Sur la table, on déposa un café bien noir. Il était brûlant, comme d’habitude. Une petite toile fragile de buée dansait doucement au-dessus du bassin torréfié. L’odeur de celui-ci se mêla aux autres. Le petit sucrier et sa cuillère d’argent, le petit bol de crème fraîche et la serviette de tissu attendait le client. Dehors, il y avait des gens pressés, des bruits de klaxons et la grisaille du matin dominait toute la ville. Même le timide soleil de cette fin d’hiver ne pouvait chasser l’ennui et les problèmes du monde. Demain, peut-être, un coin de ciel bleu redonnera l’espoir aux plus optimistes. Pour l’heure, les sourires se faisaient rares et on s’oubliait pour mieux ignorer les autres. La routine, quoi.

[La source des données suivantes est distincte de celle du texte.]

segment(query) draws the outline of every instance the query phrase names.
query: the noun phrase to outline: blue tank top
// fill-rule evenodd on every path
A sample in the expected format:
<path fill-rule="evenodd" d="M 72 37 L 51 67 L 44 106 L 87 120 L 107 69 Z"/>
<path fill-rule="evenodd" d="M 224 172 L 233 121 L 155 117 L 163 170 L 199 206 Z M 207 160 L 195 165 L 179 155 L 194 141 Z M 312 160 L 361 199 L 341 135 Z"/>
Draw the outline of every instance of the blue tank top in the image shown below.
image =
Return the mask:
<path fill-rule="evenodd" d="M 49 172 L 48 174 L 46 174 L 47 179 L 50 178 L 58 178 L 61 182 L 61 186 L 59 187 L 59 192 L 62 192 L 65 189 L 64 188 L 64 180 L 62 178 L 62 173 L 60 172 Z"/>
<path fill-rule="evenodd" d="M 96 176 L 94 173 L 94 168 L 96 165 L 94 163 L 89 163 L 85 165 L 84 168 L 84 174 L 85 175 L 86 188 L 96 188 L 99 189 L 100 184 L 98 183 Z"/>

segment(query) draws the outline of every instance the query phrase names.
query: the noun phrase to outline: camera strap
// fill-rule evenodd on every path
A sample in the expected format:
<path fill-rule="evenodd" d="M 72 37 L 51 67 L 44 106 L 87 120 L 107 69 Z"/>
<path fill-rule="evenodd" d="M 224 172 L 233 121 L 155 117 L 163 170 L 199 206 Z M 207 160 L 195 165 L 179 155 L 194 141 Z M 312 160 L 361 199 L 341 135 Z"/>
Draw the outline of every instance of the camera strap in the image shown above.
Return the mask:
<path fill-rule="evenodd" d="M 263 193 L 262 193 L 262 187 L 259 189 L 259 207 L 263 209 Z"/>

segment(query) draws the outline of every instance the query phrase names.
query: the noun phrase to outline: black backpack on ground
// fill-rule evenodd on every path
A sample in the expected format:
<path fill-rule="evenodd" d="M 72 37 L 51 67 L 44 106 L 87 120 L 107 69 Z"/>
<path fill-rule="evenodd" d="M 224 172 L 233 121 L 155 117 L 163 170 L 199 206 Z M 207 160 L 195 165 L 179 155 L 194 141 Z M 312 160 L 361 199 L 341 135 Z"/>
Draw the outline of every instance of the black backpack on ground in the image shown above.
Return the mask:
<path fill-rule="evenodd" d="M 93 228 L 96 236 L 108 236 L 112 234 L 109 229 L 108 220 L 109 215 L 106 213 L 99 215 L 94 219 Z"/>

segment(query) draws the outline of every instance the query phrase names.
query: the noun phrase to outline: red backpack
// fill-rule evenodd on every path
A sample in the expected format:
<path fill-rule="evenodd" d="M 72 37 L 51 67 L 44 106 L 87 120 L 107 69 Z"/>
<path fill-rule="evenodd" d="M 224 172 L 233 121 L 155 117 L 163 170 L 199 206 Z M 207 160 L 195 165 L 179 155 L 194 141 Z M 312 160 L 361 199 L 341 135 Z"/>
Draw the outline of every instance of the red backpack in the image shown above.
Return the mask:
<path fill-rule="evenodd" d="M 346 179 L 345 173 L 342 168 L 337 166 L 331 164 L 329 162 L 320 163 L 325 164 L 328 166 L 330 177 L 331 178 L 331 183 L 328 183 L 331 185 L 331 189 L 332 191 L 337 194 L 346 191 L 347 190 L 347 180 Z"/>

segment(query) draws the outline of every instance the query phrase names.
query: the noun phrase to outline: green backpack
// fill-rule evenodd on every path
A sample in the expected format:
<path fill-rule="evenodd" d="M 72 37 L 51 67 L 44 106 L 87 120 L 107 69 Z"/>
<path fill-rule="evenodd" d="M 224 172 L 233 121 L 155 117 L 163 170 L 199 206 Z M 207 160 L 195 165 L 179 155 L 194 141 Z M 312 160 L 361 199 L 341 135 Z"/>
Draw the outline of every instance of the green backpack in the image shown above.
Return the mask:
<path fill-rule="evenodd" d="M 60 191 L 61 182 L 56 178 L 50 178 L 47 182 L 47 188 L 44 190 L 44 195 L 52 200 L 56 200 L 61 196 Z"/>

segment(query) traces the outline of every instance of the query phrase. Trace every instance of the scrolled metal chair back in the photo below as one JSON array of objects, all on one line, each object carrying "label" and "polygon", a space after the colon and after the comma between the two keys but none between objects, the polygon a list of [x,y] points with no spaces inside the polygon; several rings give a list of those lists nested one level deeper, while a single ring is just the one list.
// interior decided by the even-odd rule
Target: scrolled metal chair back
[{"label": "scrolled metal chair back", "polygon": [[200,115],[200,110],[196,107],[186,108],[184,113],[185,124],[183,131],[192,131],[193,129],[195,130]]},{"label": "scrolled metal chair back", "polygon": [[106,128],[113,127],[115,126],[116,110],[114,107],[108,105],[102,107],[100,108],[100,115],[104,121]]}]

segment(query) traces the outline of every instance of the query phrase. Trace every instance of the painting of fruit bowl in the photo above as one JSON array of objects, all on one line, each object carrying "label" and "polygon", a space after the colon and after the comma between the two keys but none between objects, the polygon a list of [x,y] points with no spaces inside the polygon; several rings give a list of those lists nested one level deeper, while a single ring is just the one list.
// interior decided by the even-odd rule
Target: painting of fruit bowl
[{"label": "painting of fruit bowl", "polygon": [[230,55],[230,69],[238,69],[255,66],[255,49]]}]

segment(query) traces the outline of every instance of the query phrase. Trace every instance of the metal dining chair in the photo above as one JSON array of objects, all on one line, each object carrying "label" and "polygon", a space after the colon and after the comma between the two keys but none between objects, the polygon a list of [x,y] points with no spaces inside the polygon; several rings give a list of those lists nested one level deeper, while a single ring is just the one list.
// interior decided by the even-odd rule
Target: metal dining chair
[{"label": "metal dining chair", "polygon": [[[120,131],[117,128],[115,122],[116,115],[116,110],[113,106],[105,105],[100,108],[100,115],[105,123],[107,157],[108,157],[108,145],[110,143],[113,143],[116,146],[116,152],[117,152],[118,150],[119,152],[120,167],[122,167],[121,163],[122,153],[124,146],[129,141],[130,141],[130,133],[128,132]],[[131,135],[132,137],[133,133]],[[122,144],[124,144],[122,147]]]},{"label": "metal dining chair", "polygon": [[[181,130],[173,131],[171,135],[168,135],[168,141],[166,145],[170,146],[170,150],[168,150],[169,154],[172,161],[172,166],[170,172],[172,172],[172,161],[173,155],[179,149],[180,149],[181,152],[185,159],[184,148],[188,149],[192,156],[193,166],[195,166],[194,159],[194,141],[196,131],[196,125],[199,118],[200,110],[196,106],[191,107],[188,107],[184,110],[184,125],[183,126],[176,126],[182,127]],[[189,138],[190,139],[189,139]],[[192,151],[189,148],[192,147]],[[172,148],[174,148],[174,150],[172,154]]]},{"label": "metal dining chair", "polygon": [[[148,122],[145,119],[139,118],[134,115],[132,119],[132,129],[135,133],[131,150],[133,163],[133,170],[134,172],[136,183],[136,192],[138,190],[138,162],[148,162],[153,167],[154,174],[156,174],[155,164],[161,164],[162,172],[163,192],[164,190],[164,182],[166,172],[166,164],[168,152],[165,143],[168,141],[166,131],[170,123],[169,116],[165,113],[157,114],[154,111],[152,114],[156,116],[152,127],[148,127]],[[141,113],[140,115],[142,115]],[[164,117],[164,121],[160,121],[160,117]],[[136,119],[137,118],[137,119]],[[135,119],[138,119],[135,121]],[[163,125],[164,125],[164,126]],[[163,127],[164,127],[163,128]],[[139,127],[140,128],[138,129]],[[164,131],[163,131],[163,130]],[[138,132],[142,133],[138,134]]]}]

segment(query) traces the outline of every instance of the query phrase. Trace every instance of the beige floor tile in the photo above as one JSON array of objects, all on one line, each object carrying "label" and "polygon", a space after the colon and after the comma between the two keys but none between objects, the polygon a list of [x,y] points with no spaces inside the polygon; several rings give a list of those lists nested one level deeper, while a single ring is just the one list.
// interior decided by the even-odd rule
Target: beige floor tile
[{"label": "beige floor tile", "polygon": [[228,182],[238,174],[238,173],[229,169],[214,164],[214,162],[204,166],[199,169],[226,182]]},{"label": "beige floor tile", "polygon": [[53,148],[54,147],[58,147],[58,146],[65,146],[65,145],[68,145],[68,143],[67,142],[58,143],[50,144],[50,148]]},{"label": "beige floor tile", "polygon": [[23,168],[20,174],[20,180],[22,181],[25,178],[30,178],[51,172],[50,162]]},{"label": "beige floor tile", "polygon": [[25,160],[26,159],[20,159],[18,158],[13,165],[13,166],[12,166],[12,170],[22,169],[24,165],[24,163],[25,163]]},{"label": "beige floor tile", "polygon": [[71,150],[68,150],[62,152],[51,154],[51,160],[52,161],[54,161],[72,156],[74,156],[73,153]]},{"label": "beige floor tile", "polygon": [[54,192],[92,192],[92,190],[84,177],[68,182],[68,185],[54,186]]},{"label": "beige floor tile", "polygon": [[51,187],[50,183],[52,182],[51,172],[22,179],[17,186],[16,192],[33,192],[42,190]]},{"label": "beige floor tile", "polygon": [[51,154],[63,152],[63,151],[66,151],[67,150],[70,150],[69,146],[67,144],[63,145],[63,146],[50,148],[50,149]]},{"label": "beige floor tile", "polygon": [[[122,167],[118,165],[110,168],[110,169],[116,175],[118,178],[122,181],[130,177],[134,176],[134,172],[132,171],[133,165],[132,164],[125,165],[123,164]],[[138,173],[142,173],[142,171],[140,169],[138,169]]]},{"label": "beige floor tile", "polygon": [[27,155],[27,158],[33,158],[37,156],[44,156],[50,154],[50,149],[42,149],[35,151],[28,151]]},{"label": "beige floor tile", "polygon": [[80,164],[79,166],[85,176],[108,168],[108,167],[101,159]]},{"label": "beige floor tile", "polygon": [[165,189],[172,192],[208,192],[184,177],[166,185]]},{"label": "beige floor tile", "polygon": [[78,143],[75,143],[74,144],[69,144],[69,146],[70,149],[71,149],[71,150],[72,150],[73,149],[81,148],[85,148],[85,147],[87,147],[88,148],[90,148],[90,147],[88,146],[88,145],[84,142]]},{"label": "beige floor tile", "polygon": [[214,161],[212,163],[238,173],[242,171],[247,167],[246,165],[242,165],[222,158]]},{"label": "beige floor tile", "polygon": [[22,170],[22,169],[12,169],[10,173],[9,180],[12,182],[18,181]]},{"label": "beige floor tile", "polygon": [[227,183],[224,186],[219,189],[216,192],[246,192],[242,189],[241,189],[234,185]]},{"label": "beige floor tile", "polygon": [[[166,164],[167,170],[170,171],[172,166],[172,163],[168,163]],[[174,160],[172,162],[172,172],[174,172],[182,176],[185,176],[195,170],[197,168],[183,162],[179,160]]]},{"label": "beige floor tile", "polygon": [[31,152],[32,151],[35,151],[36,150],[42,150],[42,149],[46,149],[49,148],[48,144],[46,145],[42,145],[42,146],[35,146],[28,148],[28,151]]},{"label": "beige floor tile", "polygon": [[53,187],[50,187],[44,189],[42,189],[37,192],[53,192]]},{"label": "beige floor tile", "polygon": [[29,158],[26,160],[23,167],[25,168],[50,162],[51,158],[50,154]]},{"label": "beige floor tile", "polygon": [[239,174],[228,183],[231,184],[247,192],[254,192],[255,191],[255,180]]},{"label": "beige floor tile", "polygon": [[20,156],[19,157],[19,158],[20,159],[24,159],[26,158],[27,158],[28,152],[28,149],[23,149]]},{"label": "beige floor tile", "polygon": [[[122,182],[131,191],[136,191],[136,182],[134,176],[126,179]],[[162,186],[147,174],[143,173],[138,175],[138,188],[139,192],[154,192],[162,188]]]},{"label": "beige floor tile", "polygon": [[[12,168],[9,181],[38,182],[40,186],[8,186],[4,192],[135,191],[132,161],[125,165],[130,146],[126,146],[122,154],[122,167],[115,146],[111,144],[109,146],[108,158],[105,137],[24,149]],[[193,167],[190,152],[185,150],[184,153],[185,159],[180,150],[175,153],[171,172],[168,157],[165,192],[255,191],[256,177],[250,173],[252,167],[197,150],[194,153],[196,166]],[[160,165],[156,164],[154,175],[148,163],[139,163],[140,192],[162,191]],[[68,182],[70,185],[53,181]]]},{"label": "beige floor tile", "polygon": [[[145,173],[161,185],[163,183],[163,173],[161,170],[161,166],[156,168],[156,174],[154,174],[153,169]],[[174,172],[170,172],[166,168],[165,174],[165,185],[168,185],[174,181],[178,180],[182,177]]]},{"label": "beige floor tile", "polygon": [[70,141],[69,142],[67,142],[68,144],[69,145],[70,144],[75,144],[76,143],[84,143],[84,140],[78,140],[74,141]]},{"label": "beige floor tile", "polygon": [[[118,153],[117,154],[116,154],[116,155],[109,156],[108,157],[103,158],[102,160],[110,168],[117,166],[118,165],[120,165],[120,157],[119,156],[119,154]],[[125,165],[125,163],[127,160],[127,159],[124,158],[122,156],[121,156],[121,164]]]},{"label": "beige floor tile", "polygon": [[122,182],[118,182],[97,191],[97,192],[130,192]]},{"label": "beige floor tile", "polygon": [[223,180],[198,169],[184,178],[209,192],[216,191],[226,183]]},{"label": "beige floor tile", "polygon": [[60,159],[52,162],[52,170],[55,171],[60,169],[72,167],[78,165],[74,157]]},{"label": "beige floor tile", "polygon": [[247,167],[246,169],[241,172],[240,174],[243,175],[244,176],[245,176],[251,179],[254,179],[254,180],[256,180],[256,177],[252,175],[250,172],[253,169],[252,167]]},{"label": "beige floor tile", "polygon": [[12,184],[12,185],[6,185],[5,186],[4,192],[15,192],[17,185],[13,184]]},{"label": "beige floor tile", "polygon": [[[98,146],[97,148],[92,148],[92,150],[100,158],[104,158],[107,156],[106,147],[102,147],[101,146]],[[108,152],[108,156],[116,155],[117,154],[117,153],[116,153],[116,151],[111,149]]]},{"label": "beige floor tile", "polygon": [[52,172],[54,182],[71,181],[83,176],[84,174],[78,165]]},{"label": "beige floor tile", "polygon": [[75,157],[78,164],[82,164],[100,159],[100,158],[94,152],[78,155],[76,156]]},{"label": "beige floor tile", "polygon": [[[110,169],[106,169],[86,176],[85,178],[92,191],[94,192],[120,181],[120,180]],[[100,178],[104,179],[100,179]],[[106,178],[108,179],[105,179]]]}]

Béatrice entra en regardant de tous les côtés et s’assit dans le coin habituel. Il n’était pas là. Elle enleva ses gants et détacha le premier bouton de son manteau. Elle sourit à la jeune fille qui lui apporta son café au lait et son biscotti.
Un ange passa, loin de tout ce monde, il va sans dire. La table du client resta vide encore un moment. D’autres clients entrèrent et voulurent s’asseoir à cette place mais on les invita à s’asseoir ailleurs avec une politesse malaisée.
Quinze minutes plus tard, l’homme entra et salua les employés. Son café était trop tiède. Il n’en but qu’une courte gorgée et grimaça. Il déplia son journal et parcourut les grands titres. On aurait dit que la vie reprenait ses droits. Béatrice se dit que cette fois elle allait lui parler mais resta plantée là jusqu’à ce qu’il jette deux dollars sur la table et s’enfuit en un coup de vent.
“Ce sera pour demain, alors,” se dit Béatrice en soupirant.